アウディは本格的なラダーフレーム構造のSUVを生産する可能性を検討しているが、このプロジェクトが実現するには重要な条件が満たされる必要がある。それは既存のフレームプラットフォームの利用可能性だ。同社CEOのゲルノット・デルナーがこの見解を示した。

デルナーは、一から独自のアーキテクチャを開発することは経済的に非現実的だと指摘する。したがって、いかなるモデルも既存のアーキテクチャをベースにする必要があり、そうでなければプロジェクトは成立しない。

フォルクスワーゲングループ内では、スカウトモーターズの新アーキテクチャが論理的な候補となる。電気ピックアップのテラとSUVのトラベラーは今後数年内に生産開始を予定しており、ラダーフレーム構造を採用し、ガソリン式のレンジエクステンダーをオプションで用意する。

アウディは以前、Q6 e-tronオフロードコンセプトを公開したが、これはPPEプラットフォームを基にしたもので、伝統的なフレーム構造は備えていなかった。デルナーは、メルセデス・ベンツGクラスやランドローバー・ディフェンダーと競合するためには、本物のラダーフレーム構造が不可欠だと明確に述べている。

プロジェクトが承認された場合、そのデビューは2030年以前になる可能性は低い。さらに、このモデルは、米国での予想価格が6万ドル未満とされる今後のスカウト車両よりも大幅に高価になるだろう。

アウディ Q6 E-Tron オフロード

一方、アウディは従来の方向性でもSUVラインナップを拡大している。3列シートのQ9が今年中に登場する見込みで、新型Q7は2026年に登場すると予想される。

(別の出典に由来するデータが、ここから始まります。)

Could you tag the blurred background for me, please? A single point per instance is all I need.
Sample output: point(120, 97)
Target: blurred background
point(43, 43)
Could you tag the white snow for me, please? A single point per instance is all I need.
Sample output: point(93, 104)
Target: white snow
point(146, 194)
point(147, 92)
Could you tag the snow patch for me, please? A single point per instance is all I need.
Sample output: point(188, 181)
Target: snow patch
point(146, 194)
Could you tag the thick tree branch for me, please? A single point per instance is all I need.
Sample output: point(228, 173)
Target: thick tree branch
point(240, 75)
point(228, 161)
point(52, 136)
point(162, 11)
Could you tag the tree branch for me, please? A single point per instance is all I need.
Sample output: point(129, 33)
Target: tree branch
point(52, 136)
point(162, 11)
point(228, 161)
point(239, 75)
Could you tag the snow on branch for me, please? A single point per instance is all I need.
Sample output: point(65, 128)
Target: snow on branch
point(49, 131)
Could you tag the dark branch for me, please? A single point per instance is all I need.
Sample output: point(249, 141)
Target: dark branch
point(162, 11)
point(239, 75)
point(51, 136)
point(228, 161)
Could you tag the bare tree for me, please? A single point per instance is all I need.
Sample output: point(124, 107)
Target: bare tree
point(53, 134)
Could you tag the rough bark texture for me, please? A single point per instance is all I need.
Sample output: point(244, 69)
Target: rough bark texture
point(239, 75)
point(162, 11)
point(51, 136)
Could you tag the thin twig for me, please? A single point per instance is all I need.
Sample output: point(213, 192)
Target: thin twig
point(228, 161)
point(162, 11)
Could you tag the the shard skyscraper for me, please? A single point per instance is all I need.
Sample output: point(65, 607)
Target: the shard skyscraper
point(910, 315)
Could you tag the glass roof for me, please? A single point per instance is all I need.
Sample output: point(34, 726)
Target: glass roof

アウディがラダーフレームSUVを実際に開発すれば、ユニボディクロスオーバーを中心としてきた同ブランドにとって戦略的な転換となる。近年、「高級ラグジュアリーSUV」セグメントは急成長しており、Gクラスやディフェンダー、レクサスGX、さらにはフォード・ブロンコラプターといったモデルが高い需要を示している。

スカウトのプラットフォームを活用することで、アウディは投資を最小限に抑えつつ、高収益のニッチ市場に参入できる。さらに、このようなモデルは、米国で人気が高まっているEREVアーキテクチャに対する電動またはハイブリッドの回答となり得る。フレームベースのオフロード性能と電動パワートレインを組み合わせることで、2030年までにプレミアムオフロードセグメントの新たな標準となる可能性がある。